I've left out the individual times, because honestly, they aren't that important.

The other 5 averages:


> *Green Cross:*
> Best Single: 16.17
> Best Average of 5: 19.90
> Average of 12: 21.34
> ...



And now, compiling the data:

Of the 5 colors besides white (the colors I don't use regularly), the best average of 5 was with Yellow Cross (16.36)
The best average of 12 was with Yellow Cross (16.59)
And the most consistent average of 12 was with  Blue Cross (1.35)

After Yellow Cross, the best averages were with Blue Cross (ao5: 18.59 and ao12: 19.73)

Obviously, consistency is nice, but the more important part is the fastest average. My Yellow Cross was less consistent than my Blue Cross, but I got better results with my Yellow Cross.
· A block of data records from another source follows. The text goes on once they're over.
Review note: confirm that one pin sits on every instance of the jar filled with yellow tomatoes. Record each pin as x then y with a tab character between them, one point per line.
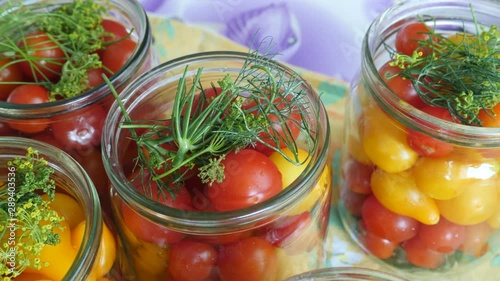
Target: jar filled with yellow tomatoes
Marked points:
53	60
51	222
220	170
419	184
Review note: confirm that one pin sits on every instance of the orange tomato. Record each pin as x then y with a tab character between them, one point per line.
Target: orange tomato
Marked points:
385	143
107	249
67	207
59	257
398	192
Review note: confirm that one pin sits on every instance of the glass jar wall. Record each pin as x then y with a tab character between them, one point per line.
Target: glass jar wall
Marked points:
419	185
74	124
86	249
271	240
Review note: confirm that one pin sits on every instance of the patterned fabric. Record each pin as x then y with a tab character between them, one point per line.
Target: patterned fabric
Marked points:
174	38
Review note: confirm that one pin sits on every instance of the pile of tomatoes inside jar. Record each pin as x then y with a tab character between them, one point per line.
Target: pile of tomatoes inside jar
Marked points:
229	229
412	197
52	70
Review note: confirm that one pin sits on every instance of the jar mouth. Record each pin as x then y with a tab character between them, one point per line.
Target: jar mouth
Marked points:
344	274
448	15
67	170
49	109
216	222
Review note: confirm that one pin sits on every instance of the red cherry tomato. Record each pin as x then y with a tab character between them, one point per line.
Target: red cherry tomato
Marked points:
250	178
357	176
249	259
10	74
46	57
408	36
282	232
81	129
443	237
149	231
116	55
399	85
418	255
29	94
476	239
191	260
386	224
426	145
114	30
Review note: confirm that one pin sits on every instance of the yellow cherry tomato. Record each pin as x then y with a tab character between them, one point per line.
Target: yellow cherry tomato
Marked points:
59	257
398	192
289	171
446	178
107	249
385	143
474	205
67	207
31	277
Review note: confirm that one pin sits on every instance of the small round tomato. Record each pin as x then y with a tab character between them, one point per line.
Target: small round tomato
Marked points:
476	239
81	129
114	30
418	255
426	145
386	224
249	259
29	94
250	178
399	193
443	237
400	86
408	36
116	55
43	57
289	171
191	260
377	246
357	176
10	77
281	232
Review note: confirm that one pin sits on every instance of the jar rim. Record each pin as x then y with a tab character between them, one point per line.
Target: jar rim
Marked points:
200	220
387	24
86	192
96	94
340	273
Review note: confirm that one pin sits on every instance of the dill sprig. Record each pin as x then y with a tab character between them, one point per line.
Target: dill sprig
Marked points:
73	27
26	221
460	73
261	98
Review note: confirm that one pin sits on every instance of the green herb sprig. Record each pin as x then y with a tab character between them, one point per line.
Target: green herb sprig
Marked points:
204	129
73	27
461	76
27	223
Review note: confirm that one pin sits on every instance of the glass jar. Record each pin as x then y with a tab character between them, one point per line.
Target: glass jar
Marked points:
345	274
303	206
75	124
419	193
74	189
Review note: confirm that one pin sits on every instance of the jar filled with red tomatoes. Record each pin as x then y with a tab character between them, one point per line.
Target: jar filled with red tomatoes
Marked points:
220	170
420	187
50	217
52	61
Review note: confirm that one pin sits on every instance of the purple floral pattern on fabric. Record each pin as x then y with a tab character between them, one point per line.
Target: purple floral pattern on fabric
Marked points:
324	36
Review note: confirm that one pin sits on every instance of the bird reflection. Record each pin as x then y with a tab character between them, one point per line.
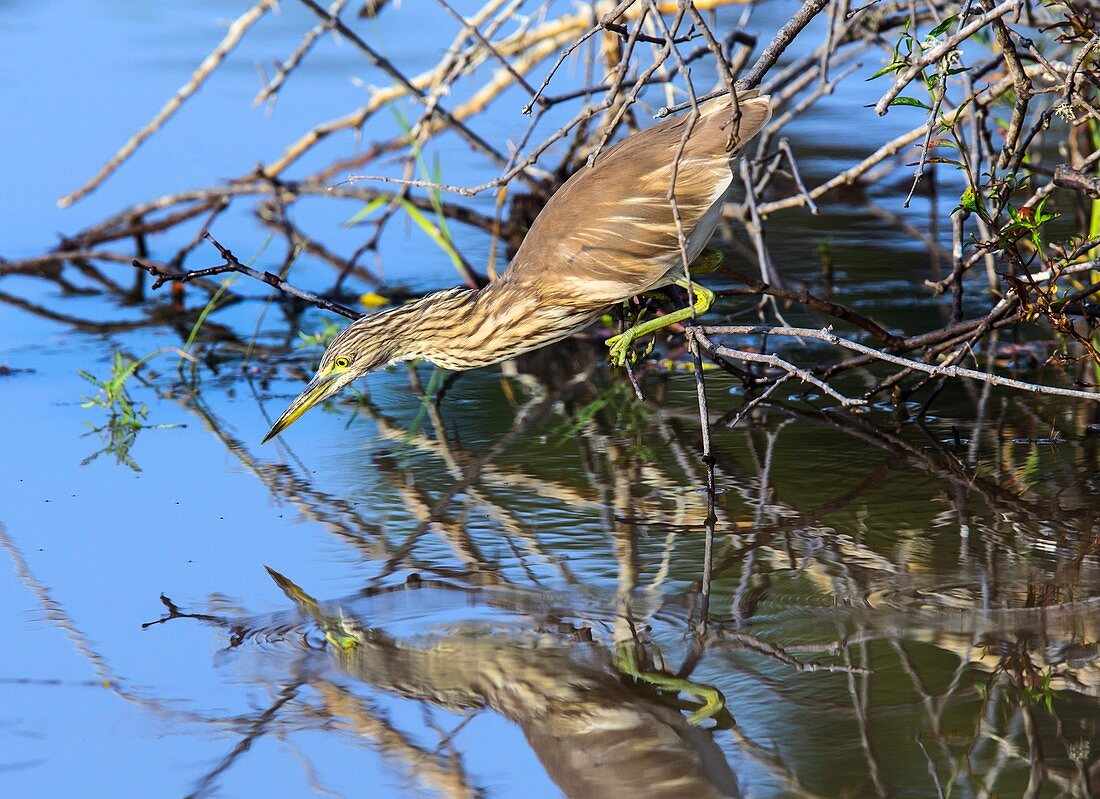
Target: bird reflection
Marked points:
595	734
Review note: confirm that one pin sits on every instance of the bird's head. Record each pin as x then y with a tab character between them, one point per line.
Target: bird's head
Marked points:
362	347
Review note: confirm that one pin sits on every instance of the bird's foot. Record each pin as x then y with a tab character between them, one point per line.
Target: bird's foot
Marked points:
620	348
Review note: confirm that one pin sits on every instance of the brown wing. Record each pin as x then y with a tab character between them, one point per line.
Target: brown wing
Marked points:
608	233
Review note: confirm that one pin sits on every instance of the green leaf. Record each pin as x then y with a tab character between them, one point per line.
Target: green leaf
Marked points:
910	101
433	232
893	66
968	201
367	209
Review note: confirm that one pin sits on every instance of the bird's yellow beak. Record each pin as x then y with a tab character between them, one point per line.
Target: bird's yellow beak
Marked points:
319	390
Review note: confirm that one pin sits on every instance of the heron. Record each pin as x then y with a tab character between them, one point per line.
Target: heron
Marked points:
609	233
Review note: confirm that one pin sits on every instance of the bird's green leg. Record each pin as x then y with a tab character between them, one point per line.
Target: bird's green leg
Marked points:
619	346
714	702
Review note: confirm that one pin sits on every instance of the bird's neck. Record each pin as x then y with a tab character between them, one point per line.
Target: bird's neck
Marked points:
464	328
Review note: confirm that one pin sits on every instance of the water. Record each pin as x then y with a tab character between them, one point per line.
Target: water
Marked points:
503	590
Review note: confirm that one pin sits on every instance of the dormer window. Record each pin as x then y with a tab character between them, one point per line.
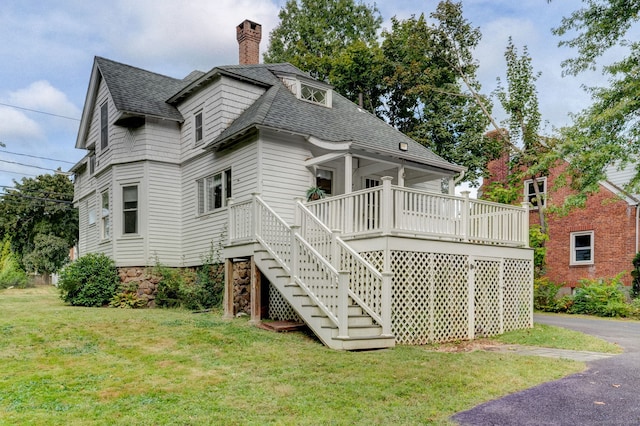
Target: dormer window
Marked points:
314	92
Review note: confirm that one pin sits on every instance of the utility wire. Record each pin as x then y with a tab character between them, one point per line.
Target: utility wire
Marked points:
40	112
35	156
30	165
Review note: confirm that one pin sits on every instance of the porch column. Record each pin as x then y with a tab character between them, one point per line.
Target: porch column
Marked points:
228	289
348	174
401	176
348	188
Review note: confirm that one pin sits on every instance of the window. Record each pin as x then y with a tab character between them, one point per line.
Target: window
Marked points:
582	248
324	180
105	216
530	192
315	91
104	126
213	191
198	127
313	94
130	209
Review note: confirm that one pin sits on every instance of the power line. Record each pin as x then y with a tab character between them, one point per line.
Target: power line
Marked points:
40	112
30	165
35	156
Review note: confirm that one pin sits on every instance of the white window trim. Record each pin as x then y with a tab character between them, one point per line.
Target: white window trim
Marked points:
136	209
573	260
295	86
105	216
206	201
197	141
527	195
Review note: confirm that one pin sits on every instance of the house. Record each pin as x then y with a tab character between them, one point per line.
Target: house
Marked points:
226	156
594	242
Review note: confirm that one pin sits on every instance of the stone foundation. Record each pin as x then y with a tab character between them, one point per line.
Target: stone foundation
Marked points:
145	282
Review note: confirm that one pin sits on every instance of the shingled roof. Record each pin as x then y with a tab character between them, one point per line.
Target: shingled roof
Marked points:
137	91
143	93
279	108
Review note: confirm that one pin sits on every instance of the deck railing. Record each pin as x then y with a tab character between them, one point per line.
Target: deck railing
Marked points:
328	270
392	210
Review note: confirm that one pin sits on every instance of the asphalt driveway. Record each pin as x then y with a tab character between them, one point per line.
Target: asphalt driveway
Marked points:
607	393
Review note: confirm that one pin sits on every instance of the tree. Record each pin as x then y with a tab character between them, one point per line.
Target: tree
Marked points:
39	210
334	41
607	132
428	68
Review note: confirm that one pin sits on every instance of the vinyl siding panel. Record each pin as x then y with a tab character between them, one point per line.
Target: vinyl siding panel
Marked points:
200	231
221	102
163	211
284	176
130	249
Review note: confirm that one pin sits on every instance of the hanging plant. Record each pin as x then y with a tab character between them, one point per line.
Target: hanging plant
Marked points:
315	193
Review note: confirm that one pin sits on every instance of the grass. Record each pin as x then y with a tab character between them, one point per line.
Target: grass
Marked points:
560	338
62	365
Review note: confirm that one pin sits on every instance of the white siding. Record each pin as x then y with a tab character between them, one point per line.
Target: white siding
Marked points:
130	249
163	211
284	176
199	231
221	102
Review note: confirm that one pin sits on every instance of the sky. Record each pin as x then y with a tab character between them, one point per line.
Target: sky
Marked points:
48	46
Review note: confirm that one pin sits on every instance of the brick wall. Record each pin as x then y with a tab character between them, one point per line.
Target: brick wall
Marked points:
612	220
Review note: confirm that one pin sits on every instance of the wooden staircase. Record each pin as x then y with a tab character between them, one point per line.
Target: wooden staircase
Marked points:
362	332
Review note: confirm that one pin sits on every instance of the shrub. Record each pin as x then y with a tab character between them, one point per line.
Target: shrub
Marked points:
127	298
92	280
600	297
195	289
544	295
11	274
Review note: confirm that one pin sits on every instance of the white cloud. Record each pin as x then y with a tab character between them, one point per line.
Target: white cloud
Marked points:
42	96
200	34
16	126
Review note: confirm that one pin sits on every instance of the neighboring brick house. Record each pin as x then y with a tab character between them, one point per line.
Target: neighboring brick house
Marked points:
597	241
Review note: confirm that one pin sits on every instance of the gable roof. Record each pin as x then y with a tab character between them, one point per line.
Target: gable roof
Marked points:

Therefore, for my solves, Yellow>Blue.

Now the part that I am more interested in is what cross color I do the worst with.

The worst Average of 5 was with Red Cross (20.03)
The worst Average of 12 was with Red Cross (22.04)
And I was the least consistent with Green Cross (2.41)
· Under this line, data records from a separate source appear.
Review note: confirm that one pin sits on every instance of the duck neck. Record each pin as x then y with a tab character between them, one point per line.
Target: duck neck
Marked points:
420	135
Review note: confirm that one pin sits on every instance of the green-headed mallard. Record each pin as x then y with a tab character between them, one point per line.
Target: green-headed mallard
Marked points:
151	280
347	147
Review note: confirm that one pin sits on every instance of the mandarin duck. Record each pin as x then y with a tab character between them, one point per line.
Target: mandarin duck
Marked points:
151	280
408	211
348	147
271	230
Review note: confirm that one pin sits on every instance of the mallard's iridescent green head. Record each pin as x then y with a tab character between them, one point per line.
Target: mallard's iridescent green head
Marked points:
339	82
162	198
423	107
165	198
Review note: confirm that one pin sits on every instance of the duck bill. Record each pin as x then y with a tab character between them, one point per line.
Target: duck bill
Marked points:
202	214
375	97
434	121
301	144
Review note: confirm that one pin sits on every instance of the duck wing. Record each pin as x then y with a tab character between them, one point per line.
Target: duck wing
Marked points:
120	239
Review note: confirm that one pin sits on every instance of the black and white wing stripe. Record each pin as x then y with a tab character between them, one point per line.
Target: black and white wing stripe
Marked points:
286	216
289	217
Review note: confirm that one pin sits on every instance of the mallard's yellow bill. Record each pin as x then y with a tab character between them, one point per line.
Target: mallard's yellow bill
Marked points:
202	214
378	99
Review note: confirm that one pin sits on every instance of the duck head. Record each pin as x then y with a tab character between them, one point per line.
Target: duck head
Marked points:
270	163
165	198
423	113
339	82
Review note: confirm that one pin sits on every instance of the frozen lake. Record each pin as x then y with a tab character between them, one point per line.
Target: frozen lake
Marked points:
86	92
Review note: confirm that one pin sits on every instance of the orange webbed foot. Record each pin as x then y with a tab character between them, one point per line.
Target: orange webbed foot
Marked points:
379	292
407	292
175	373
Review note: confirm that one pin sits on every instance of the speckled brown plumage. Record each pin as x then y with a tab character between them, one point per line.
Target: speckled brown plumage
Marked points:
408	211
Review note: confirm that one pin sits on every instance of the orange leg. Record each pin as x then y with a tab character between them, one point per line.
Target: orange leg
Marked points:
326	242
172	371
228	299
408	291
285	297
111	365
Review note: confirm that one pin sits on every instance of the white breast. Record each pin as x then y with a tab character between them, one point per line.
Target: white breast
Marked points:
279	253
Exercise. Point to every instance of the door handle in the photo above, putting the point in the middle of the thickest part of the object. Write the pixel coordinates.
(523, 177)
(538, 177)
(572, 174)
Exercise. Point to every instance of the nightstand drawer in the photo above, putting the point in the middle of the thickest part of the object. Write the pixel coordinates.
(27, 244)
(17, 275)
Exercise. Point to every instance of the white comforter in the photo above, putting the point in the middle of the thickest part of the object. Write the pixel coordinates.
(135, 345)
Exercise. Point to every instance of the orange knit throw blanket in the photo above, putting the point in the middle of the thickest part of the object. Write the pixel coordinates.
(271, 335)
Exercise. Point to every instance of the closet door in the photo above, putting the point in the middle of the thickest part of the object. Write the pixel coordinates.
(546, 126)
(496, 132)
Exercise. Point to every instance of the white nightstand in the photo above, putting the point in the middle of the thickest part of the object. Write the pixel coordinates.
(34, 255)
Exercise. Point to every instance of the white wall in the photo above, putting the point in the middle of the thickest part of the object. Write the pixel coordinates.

I'd say that I am the worst with Red Cross, because my averages were the worst, and Red Cross was the second least consistent of all the colors (2.33)
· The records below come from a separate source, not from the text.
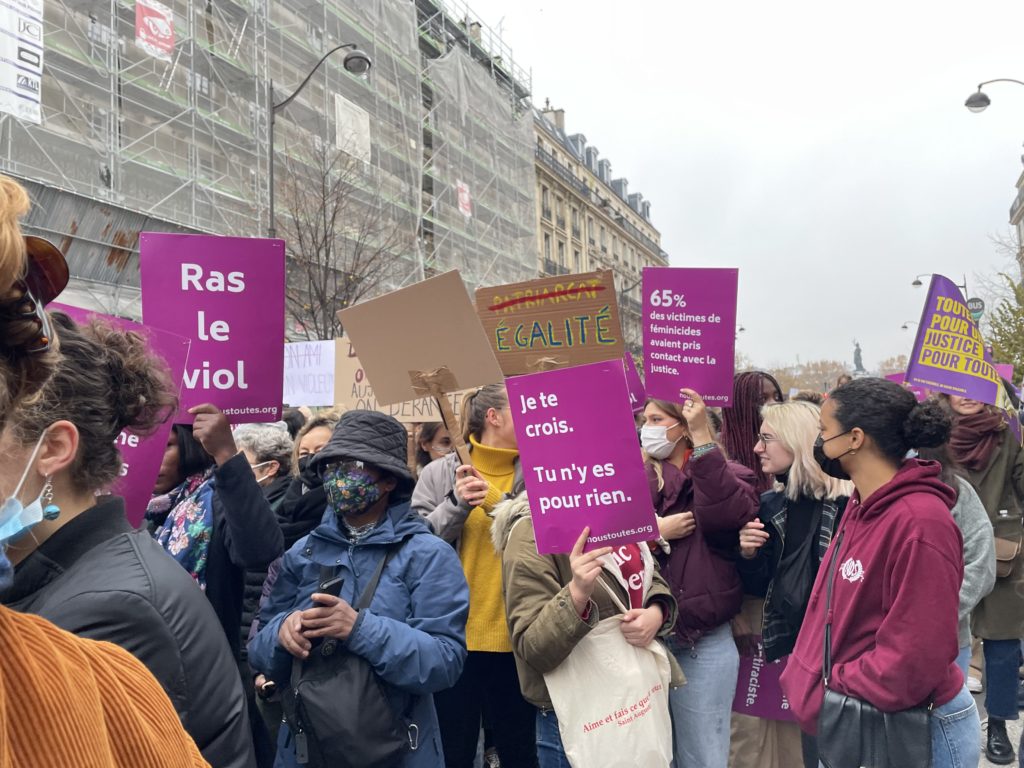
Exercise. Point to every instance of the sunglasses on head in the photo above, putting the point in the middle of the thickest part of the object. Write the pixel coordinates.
(46, 278)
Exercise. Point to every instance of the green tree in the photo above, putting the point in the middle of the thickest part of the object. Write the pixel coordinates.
(1006, 326)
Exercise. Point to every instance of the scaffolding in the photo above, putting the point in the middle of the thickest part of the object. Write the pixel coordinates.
(130, 141)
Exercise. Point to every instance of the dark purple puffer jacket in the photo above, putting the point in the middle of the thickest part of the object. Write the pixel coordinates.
(701, 567)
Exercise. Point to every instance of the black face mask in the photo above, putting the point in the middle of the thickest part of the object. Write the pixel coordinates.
(829, 466)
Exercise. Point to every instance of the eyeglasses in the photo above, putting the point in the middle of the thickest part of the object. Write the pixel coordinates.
(31, 308)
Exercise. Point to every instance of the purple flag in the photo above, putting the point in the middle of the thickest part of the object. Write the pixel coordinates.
(689, 335)
(759, 690)
(227, 295)
(581, 457)
(949, 353)
(141, 455)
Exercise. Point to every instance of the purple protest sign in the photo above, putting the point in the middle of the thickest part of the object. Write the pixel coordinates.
(949, 354)
(638, 396)
(581, 457)
(689, 335)
(141, 455)
(759, 690)
(227, 295)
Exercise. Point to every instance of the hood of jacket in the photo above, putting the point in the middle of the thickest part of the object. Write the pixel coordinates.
(914, 476)
(507, 514)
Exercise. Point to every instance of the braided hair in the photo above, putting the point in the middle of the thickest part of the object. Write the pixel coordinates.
(741, 421)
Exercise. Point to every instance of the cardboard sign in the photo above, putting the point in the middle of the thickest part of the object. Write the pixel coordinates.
(227, 295)
(552, 322)
(309, 370)
(949, 353)
(581, 470)
(689, 335)
(638, 396)
(759, 687)
(141, 455)
(353, 392)
(421, 329)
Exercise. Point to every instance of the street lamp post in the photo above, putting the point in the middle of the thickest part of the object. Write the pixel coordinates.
(356, 61)
(979, 100)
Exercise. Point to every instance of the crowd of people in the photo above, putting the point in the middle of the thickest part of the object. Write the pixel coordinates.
(334, 590)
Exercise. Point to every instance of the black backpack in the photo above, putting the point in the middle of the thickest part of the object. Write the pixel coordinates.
(337, 707)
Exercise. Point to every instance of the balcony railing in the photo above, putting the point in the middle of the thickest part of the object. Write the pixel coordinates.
(554, 268)
(562, 172)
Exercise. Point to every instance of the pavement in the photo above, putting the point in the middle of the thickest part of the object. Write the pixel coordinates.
(1014, 728)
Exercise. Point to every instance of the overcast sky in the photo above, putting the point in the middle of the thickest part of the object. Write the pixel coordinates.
(821, 147)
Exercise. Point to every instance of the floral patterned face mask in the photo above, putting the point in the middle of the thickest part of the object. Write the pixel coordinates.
(350, 488)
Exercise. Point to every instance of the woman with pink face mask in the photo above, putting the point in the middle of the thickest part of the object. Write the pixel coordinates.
(988, 452)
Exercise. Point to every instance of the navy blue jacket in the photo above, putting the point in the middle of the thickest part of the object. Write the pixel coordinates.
(414, 632)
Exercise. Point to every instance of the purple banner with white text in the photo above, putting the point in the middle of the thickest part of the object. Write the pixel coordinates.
(689, 335)
(582, 470)
(227, 295)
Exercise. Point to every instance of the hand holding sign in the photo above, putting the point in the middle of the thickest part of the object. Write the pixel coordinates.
(213, 432)
(470, 485)
(586, 570)
(696, 417)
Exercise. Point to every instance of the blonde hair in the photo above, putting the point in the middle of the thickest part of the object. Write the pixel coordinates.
(796, 424)
(13, 205)
(674, 410)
Please contribute by taking an average of 12 (you could do ao5, but that would be a bit less accurate) with all colors (you don't have to do the color you usually use), and then filling out the information about each color like this:



> Best Single:
> Best ao5:
> ao12:
> SD for ao12:



Then after doing that for the 5 colors you don't use, fill out one more thing like this:



> Worst-Best SingleNotify cross color and time)
> Worst-Best ao5Cross color and time)
> Worst-ao12Cross color and time)
> Worst-SDCross color and SD number)



Then vote in the poll about what you thought the color you had the worst results/hardest time with.

Thank you!


----------



## miniGOINGS (Apr 13, 2010)

If you're not colour neutral, wouldn't you be fastest with the one you've been practicing?


----------



## SuperNerd (Apr 13, 2010)

miniGOINGS said:


> If you're not colour neutral, wouldn't you be fastest with the one you've been practicing?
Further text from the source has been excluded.